On a project that I am currently working on, the team was having some issues consuming JBoss SOAP services. The root of the problem took a while to figure out, as apparently there are very few people that try to consume SOAP services experience the same issue we were encountering and The Google revealed few clues. At first we thought that perhaps the difference was between WSDL 1.1 and WSDL 2.0 and Flex's lack of support for WSDL 2.0, as that is what the SOAP services were generating. After some initial investigation, we thought we eliminated that as a possibility. Then we discovered that the WSDL that we were consuming contained overloaded methods. Some reinvestigation at the W3C was done to see if perhaps a difference between the WSDL 1.1 or 2.0 specifications was support for WSDL overloading. It turns out the the specs are silent on this issue, so again we eliminated the difference in WSDL versions. Some additional searching after that determined that Flex definitely lacks support for WSDL overloading. In our case, we couldn't change the WSDL or the services themselves to remove the overloaded methods because we had no control over the SOAP services as they were part of a software package produced by an external vendor. The vendor had upgraded their core APIs from a previous version of their software. To accommodate backwards compatibility these changes were made without having to modify any of the actual method names by overloading several methods in their API. The WSDL was then auto-generated from the Java classes that comprise the web services. While Java conveniently supports methods overloading, despite clamoring for it for the last several releases of ActionScript, we still don't have it natively in either Flex nor ActionScript. As a result, we needed a workaround.

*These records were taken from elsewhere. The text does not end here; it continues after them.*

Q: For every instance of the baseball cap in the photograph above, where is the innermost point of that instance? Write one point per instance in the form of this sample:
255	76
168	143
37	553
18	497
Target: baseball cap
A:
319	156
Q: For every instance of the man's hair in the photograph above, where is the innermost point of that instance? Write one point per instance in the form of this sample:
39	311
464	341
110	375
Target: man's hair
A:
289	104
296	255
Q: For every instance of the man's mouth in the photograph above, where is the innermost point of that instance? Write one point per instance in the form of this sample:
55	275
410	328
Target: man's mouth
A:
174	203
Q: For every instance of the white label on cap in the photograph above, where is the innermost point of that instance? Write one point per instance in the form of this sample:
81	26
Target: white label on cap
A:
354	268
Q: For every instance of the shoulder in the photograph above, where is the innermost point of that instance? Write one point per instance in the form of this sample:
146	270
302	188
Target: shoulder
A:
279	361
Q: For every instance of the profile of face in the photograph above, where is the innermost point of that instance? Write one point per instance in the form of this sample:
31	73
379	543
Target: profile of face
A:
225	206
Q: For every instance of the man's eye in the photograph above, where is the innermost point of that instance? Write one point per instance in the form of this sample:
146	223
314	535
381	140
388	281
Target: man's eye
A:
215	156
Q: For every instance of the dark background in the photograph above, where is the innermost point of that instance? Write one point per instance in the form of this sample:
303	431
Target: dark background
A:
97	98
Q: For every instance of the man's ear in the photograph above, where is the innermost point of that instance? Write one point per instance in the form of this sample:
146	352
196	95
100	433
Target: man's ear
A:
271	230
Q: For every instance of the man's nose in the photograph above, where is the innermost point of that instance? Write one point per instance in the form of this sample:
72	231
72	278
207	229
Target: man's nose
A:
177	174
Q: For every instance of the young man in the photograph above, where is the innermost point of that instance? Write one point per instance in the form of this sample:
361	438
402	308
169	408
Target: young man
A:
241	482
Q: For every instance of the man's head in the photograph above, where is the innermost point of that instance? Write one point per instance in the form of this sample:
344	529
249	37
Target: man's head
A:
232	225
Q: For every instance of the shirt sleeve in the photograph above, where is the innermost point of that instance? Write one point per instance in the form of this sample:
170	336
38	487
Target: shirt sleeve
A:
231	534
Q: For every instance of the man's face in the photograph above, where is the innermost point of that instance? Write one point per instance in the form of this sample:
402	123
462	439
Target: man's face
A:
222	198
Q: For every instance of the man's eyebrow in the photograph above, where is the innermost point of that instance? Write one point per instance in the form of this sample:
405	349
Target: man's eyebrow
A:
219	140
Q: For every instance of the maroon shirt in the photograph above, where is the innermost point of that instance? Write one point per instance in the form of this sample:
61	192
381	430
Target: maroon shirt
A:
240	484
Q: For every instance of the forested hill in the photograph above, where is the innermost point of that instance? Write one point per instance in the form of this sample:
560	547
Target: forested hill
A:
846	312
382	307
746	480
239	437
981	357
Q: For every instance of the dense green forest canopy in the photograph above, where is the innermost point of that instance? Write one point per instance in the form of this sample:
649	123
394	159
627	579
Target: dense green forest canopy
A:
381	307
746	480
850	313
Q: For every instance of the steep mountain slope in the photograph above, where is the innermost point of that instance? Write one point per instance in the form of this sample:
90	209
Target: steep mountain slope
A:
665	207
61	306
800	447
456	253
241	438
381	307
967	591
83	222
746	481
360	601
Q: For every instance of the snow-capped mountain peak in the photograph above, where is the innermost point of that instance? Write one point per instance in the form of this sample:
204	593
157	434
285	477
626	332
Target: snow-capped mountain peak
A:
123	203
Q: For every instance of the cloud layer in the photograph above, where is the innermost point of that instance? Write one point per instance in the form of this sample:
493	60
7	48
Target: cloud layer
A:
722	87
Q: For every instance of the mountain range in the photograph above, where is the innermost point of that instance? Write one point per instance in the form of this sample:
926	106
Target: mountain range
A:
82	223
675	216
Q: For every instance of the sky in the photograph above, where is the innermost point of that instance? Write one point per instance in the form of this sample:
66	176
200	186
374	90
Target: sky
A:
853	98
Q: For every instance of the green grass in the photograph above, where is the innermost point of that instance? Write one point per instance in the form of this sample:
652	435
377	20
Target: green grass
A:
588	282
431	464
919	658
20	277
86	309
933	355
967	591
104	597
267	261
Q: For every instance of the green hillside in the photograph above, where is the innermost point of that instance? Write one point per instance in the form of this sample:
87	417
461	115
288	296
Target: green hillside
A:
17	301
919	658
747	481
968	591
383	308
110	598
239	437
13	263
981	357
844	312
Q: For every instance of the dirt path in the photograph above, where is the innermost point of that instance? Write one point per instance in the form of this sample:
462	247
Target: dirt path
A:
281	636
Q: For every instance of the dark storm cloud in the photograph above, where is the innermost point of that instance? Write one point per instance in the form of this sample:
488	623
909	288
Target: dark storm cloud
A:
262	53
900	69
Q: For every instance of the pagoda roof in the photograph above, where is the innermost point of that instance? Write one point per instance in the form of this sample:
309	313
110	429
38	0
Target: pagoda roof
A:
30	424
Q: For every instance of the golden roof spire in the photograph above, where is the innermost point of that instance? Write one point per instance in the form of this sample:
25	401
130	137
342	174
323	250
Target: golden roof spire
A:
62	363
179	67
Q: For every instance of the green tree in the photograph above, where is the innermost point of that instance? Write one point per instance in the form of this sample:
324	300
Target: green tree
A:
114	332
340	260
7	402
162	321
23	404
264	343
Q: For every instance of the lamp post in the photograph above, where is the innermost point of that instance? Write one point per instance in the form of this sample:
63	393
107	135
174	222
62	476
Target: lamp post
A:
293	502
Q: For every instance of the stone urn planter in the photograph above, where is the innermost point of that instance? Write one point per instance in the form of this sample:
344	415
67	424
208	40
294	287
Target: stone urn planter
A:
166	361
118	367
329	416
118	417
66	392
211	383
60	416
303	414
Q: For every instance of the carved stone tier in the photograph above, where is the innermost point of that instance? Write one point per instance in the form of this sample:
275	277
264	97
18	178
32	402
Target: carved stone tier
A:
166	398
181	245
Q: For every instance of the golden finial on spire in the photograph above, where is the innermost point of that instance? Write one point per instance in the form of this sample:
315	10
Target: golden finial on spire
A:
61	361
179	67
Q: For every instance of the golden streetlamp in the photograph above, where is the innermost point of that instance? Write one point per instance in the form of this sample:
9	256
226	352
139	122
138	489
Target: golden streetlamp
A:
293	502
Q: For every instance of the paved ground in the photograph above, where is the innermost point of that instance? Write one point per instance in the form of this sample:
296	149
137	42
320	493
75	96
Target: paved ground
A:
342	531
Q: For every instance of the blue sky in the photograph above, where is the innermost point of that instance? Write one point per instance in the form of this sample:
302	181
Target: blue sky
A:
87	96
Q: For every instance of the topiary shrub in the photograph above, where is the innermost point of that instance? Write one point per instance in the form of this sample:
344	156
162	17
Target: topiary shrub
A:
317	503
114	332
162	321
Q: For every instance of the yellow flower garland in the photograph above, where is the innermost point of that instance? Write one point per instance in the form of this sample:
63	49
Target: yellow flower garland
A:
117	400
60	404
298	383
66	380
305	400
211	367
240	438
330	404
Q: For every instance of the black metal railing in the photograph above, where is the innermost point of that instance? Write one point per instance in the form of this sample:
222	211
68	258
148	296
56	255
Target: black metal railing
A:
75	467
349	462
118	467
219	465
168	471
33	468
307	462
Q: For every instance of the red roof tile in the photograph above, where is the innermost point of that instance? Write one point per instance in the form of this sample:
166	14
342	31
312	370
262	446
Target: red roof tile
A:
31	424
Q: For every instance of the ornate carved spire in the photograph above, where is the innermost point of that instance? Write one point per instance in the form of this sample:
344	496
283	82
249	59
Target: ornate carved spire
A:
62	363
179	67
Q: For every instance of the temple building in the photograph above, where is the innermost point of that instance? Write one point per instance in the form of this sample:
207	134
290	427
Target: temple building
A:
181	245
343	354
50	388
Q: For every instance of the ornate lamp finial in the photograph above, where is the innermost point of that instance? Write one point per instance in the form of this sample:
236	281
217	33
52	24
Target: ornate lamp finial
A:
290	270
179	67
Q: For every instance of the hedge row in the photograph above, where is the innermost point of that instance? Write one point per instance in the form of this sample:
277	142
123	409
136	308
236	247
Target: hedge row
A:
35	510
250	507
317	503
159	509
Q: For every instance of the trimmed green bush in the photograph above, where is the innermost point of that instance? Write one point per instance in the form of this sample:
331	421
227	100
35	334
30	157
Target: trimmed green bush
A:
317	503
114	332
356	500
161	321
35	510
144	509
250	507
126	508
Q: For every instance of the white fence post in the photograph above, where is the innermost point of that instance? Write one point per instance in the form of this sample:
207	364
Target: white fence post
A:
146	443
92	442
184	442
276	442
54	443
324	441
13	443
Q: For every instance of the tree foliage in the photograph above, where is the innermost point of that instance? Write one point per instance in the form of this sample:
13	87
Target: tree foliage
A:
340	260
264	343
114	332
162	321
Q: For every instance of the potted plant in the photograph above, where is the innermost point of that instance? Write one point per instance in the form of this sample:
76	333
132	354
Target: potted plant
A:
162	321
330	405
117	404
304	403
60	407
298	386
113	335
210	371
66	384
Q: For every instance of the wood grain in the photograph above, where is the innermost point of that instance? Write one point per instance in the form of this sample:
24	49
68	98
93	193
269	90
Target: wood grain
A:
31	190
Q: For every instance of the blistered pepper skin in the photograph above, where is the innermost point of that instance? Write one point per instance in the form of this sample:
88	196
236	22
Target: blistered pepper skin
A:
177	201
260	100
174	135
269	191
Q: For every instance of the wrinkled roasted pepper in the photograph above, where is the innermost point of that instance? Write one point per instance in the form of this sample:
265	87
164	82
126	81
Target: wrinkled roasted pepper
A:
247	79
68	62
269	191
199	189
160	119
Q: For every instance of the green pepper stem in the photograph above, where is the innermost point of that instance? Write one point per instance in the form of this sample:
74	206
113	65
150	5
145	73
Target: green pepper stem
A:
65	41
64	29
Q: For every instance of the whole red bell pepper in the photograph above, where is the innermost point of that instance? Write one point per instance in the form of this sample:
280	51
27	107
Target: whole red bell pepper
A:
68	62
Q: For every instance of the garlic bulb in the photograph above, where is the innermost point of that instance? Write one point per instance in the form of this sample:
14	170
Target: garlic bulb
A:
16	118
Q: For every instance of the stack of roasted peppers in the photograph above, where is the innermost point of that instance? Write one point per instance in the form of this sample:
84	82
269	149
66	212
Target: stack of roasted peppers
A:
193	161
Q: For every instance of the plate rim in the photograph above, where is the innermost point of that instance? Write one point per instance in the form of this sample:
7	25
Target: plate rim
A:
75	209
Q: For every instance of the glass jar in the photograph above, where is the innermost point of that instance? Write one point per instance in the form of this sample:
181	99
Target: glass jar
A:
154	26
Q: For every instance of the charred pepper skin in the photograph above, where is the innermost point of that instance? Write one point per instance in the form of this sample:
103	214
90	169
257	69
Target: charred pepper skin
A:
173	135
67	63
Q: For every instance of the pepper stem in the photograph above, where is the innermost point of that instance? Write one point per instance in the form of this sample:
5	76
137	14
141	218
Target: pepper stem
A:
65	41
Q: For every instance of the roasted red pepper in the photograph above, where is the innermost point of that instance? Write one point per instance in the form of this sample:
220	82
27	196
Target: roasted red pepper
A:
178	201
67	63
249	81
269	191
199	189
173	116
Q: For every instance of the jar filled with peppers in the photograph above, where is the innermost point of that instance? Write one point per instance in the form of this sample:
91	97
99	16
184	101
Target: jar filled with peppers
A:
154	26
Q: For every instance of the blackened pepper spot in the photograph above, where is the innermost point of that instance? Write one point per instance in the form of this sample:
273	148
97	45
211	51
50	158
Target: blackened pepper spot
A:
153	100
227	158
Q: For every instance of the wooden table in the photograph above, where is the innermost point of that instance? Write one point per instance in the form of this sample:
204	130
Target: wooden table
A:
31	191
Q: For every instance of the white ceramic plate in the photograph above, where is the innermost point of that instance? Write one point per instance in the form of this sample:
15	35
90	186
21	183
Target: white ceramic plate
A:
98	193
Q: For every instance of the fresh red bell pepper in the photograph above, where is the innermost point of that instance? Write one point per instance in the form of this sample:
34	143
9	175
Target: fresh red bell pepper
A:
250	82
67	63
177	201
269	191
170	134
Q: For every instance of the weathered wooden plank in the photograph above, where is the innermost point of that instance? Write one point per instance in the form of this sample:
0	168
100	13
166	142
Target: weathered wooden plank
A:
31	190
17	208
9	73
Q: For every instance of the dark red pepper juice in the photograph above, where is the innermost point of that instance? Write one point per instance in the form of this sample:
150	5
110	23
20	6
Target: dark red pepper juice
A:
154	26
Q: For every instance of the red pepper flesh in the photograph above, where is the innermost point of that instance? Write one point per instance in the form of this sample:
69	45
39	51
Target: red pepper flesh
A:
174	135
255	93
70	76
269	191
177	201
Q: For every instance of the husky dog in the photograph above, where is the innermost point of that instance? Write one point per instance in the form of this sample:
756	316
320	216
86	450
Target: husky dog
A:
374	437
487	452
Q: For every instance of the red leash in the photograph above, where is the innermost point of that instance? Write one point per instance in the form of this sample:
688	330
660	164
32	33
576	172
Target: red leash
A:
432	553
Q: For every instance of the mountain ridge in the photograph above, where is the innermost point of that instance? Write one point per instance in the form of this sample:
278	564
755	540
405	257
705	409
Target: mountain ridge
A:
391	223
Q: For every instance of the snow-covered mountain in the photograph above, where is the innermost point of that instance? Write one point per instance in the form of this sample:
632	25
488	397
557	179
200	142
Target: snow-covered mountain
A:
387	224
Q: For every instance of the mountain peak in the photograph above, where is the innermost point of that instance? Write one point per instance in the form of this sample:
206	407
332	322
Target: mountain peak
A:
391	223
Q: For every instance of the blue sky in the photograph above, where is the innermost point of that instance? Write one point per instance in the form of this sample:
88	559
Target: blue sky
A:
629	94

The Easy Way While not exactly the most ideal, for a short-term hack, we copied the XML in the WSDL that was generated, copied it into a empty file, and removed the offending methods manually. This was then placed on our servers and called in place of the overloaded WSDL. While it is not terribly clean nor reliable, as any time the web services change the WSDL is not updated, it happens to work without any server-side modifications.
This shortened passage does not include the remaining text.